Name change: welcome PyTorch-Transformers 👾
`pytorch-pretrained-bert` => `pytorch-transformers`
Install with `pip install pytorch-transformers`
New models
- **[XLNet](https://github.com/zihangdai/xlnet/)** (from Google/CMU) released with the paper [​XLNet: Generalized Autoregressive Pretraining for Language Understanding](https://arxiv.org/abs/1906.08237) by Zhilin Yang*, Zihang Dai*, Yiming Yang, Jaime Carbonell, Ruslan Salakhutdinov, Quoc V. Le.

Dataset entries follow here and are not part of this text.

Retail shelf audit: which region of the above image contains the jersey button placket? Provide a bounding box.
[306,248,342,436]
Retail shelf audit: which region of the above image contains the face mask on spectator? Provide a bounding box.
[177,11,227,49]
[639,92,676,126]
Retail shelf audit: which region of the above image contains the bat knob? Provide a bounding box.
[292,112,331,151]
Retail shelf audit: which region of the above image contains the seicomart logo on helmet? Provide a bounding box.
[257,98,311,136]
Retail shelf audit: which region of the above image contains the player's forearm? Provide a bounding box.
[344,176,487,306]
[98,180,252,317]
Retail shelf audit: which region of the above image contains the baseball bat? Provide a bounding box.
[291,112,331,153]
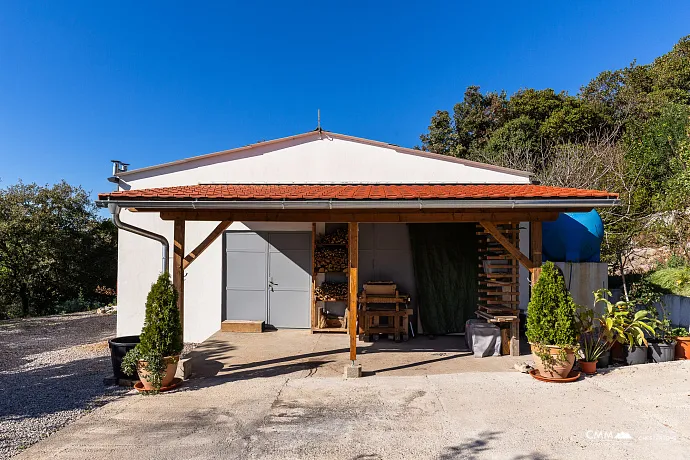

- **[XLM](https://github.com/facebookresearch/XLM/)** (from Facebook) released together with the paper [Cross-lingual Language Model Pretraining](https://arxiv.org/abs/1901.07291) by Guillaume Lample and Alexis Conneau.
New pretrained weights
We went from ten (in `pytorch-pretrained-bert` 0.6.2) to twenty-seven (in `pytorch-transformers` 1.0) pretrained model weights.
The newly added model weights are, in summary:
- Two `Whole-Word-Masking` weights for Bert (cased and uncased)
- Three Fine-tuned models for Bert (on SQuAD and MRPC)
- One German model for Bert provided and trained by Deepset.ai (tholor and Timoeller) as detailed in their nice [blogpost](https://deepset.ai/german-bert)
- One OpenAI GPT-2 model (medium size model)
- Two models (base and large) for the newly added XLNet model
- Eight models for the newly added XLM model
The [documentation lists all the models with the shortcut names](https://huggingface.co/pytorch-transformers/pretrained_models.html) and we are currently adding full details of the associated pretraining/fine-tuning parameters.
New documentation
New documentation is currently being created at https://huggingface.co/pytorch-transformers/ and should be finalized over the coming days.
Standard API across models
See the [readme](https://github.com/huggingface/pytorch-transformers#quick-tour) for a quick tour of the API.
Main points:
- All models now return `tuples` with various elements depending on the model and the configuration. The docstrings and [documentation](https://huggingface.co/pytorch-transformers/model_doc/bert.html#bertmodel) list all the expected outputs in order.
- All models can now return the full list of hidden-states (embeddings output + the output hidden-states of each layer)
- All models can now return the full list of attention weights (one tensor of attention weights for each layer)
python
tokenizer = BertTokenizer.from_pretrained('bert-base-uncased')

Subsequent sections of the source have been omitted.